New Book: Best Practices for Knowledge Workers (digital edition)

A couple of weeks ago the book "Best Practices for Knowledge Workers" has been published by Future Strategies Inc. in association with the Workflow Management Coalition (WfMC).


The authors Nathaniel Palmer, Keith Swenson, Jim Sinur, Dr Setrag Khoshafian, Linus Chow, et al describe Adaptive Case Management (ACM) in the current era of digitization, Internet of Things (IoT), artificial intelligence (AI), intelligent BPMS and BPM Everywhere.

We (Juergen Kress, Ricardo Puttini and myself) are very proud contributers in the digital edition of this book. With our chapter „ACM Methodology: Best practices to design and implement solutions for knowledge workers“ we are sharing our experiences from multiple ACM implementations.

ACM Methodology Chapter 

BPM-based solutions have brought major advances to work organization and automation. However, given BPM’s strong basis on formal workflow definition, oftentimes BPM solutions are not well suited for work scenarios where a precise workflow cannot be strictly defined. Work in such scenarios is highly dependent on knowledge-based decisions about activities and outcomes, leading to multiple work paths and business rules that can become quite complex or even unfeasible to model and completely automate. In these cases, a different technology support approach is required. The focus is not to isolate and automate decisions and rules, but rather to deliver opportunistic information support to the knowledge worker to accomplish them. Adaptive Case Management (ACM) rises as a successful design pattern for this.

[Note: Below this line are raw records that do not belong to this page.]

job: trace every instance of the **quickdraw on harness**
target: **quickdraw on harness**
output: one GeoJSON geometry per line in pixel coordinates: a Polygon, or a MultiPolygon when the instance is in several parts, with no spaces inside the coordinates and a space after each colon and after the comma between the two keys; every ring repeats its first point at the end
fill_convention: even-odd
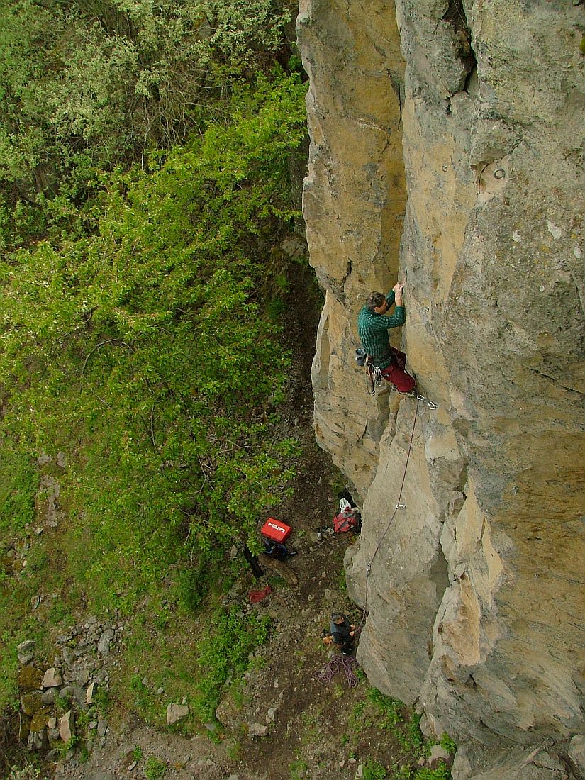
{"type": "Polygon", "coordinates": [[[366,360],[366,392],[368,395],[376,395],[376,388],[384,384],[382,372],[368,358],[366,360]]]}
{"type": "MultiPolygon", "coordinates": [[[[366,369],[366,392],[368,395],[375,395],[376,388],[385,384],[381,370],[378,366],[374,365],[372,359],[366,350],[361,347],[356,349],[356,363],[358,366],[363,366],[366,369]]],[[[396,390],[395,386],[393,385],[390,389],[395,390],[397,392],[399,392],[396,390]]],[[[406,395],[409,398],[414,398],[417,401],[424,401],[428,408],[433,411],[437,408],[437,404],[432,401],[429,401],[425,395],[422,395],[416,389],[416,387],[415,389],[411,390],[410,392],[401,393],[400,395],[406,395]]]]}

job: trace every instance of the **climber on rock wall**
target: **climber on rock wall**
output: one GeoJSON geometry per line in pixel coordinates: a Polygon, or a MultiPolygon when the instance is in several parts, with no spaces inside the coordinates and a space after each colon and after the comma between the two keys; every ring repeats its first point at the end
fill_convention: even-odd
{"type": "Polygon", "coordinates": [[[406,356],[390,346],[388,329],[403,325],[406,315],[402,304],[404,285],[398,282],[387,296],[383,292],[370,292],[366,305],[357,317],[357,333],[367,354],[367,361],[380,369],[386,381],[392,384],[399,392],[409,393],[414,390],[415,381],[405,369],[406,356]],[[386,312],[395,303],[394,314],[386,312]]]}

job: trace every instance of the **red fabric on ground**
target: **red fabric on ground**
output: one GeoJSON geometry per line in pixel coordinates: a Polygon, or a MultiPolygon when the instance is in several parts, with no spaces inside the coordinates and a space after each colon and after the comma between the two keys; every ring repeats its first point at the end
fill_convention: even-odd
{"type": "Polygon", "coordinates": [[[257,604],[258,601],[261,601],[269,593],[272,593],[272,588],[270,585],[267,585],[261,590],[250,590],[249,594],[250,604],[257,604]]]}

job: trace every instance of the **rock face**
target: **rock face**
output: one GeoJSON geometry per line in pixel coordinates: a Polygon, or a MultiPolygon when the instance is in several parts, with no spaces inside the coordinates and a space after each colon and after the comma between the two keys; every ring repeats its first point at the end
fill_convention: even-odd
{"type": "Polygon", "coordinates": [[[583,6],[300,12],[303,214],[326,292],[315,431],[363,504],[346,561],[369,612],[358,659],[462,746],[459,780],[479,776],[473,740],[521,746],[536,777],[530,746],[585,732],[583,6]],[[394,343],[435,411],[368,397],[353,360],[365,295],[396,278],[394,343]]]}

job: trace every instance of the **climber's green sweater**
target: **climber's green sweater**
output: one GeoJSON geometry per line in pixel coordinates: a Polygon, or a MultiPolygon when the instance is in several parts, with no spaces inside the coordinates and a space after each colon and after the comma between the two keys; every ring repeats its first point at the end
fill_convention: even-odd
{"type": "MultiPolygon", "coordinates": [[[[390,290],[386,296],[388,307],[394,303],[394,290],[390,290]]],[[[357,315],[357,334],[362,346],[371,357],[374,366],[387,368],[390,365],[392,354],[388,330],[389,328],[403,325],[406,320],[406,313],[403,306],[397,306],[390,317],[377,314],[365,306],[357,315]]]]}

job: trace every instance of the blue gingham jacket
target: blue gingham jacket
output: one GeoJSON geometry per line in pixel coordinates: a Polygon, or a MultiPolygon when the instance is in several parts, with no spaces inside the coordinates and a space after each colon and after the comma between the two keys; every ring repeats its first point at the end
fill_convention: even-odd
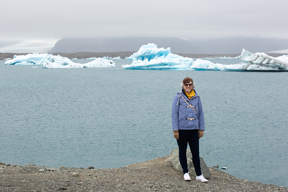
{"type": "Polygon", "coordinates": [[[171,115],[173,131],[179,129],[205,130],[204,114],[200,97],[195,92],[195,96],[189,100],[183,93],[183,90],[178,92],[173,98],[171,115]],[[188,104],[193,107],[192,108],[197,113],[197,114],[188,106],[180,94],[188,104]],[[195,119],[190,120],[187,119],[192,118],[195,118],[195,119]]]}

The ACM methodology described in our chapter covers typical software engineering disciplines: business modeling, analysis, design and implementation. This approach provides well-understood separation of interest criteria, which aims at making it easier for business analysts and software architects to understand and incorporate ACM design practices into their current professional skills. Additionally, specialized business models and software artifacts required for the successful realization of ACM design pattern are presented and developed in details in the following sections.

In order to make the concepts and the development activities more clear, each section within this chapter includes a case study example. Therefore, the reader is able to practice each exercise and to template the deliverables of each phase of the development. The ACM methodology was developed over the past years during execution of actual ACM projects in different customers and industry areas. Therefore, it brings together practical experience and real use of existing ACM software platforms.

Visit the Future Strategies bookstore here.

  

ACM Methodology Kit

As part of the book Best Practices for Knowledge Workers (digital edition) we published an Adaptive Case Management Methodology. The proposed ACM Methodology is based on the five phases, which covers typical software engineering disciplines: Business Modeling, Visualization, Analysis, Design and Implementation. New software artifact models for ACM user interfaces (ACM Workspace) and ACM solution analysis and design (ACM Canvas) are also among the contributions of this work. ACM design leverages the recently established Case Management Modeling Notation (CMMN v1.1). Templates of software artifacts, developed for each methodology phase, are also presented. These support a guided outcome and ensure projects progress and success.